Do people in the UK trust the media?

Connor IbbetsonData Journalist
December 16, 2019, 12:41 PM GMT+0

YouGov figures show British trust in the press to tell the truth has fallen, with less than half believing BBC news journalists are honest and impartial

As the BBC responds to claims of bias following its coverage of the general election, YouGov polling reveals that faith in BBC News journalists to tell the truth has dropped, but the trend is not unique to the broadcaster, with trust in journalists falling across the board.

Less than half of Britons (44%) now say they trust the institution to tell the truth despite its public charter to remain politically neutral. This is a fall of seven percentage points since October.

Half of Britons who backed the Conservative Party in 2017 (53%) say they don’t fully trust BBC News journalists to tell the truth, compared to 49% and 33% of 2017 Labour and Lib Dem voters respectively.

Among those who voted to leave the European Union, only two in five (40%) say they trust the broadcaster, compared to 54% of remain voters. Class also plays a part in trusting the BBC, just 37% of C2DE adults trust BBC News to tell the truth compared to 49% of ABC1 adults.

YouGov also compared “up-market newspapers” like The Times and The Guardian, with mid-market papers such as The Daily Mail and the Express, and tabloids like The Sun and The Mirror, and revealed that UK adults have also lost trust in newspaper journalists since the general election began.

Britons are most likely to trust journalists working for the likes of The Times and The Guardian to tell the truth – overall a third (34%) of Britons say they trust these newspapers, but this is still down four percentage points from 38% in mid-October.

Britons see the tabloid press as the least trustworthy, with half (51%) now saying they wouldn’t trust the newspapers in this bracket to tell the truth at all, and another third (34%) saying they wouldn’t trust the paper much, for a total of 85% of UK adults who don’t fully trust the tabloids.

Looking across party lines, trust of newspapers has also broadly fallen, however levels of trust among those who backed the Liberal Democrats at the last election have plummeted despite this group having the most trust in the BBC. For upmarket newspapers, the number of 2017 Lib Dem voters who say they either don’t trust the newspapers to tell the truth at all or much has risen nearly 20 percentage points from 35%, to 54%.

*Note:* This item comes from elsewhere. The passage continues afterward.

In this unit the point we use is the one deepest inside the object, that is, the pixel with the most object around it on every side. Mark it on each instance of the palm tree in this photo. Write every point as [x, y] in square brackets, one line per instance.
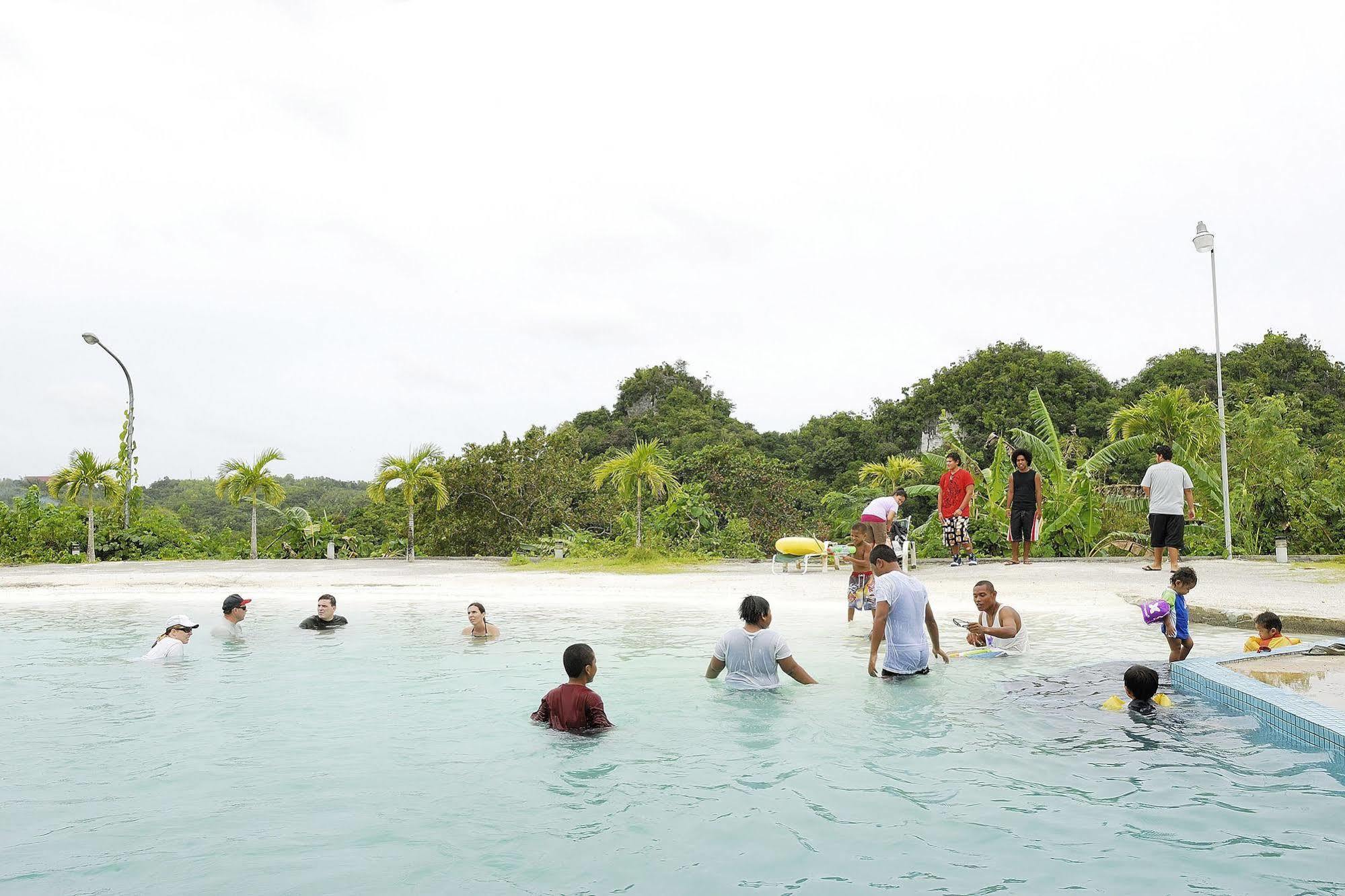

For mid-market papers like the Mail, 92% of previous Lib Dem voters now say they don’t trust the papers to tell the truth to some extent, compared to 74% of 2017 conservative voters who say the same – of those same conservative voters, 23% say they are likely to trust mid-market papers, compared to just 8% of those who backed Labour and 7% of those who backed the Lib Dems.

As for the tabloids, distrust from Lib Dem and Labour voters has risen four percentage points since October, with 96% and 88% respectively now saying they wouldn’t trust these newspapers to tell the truth to some degree.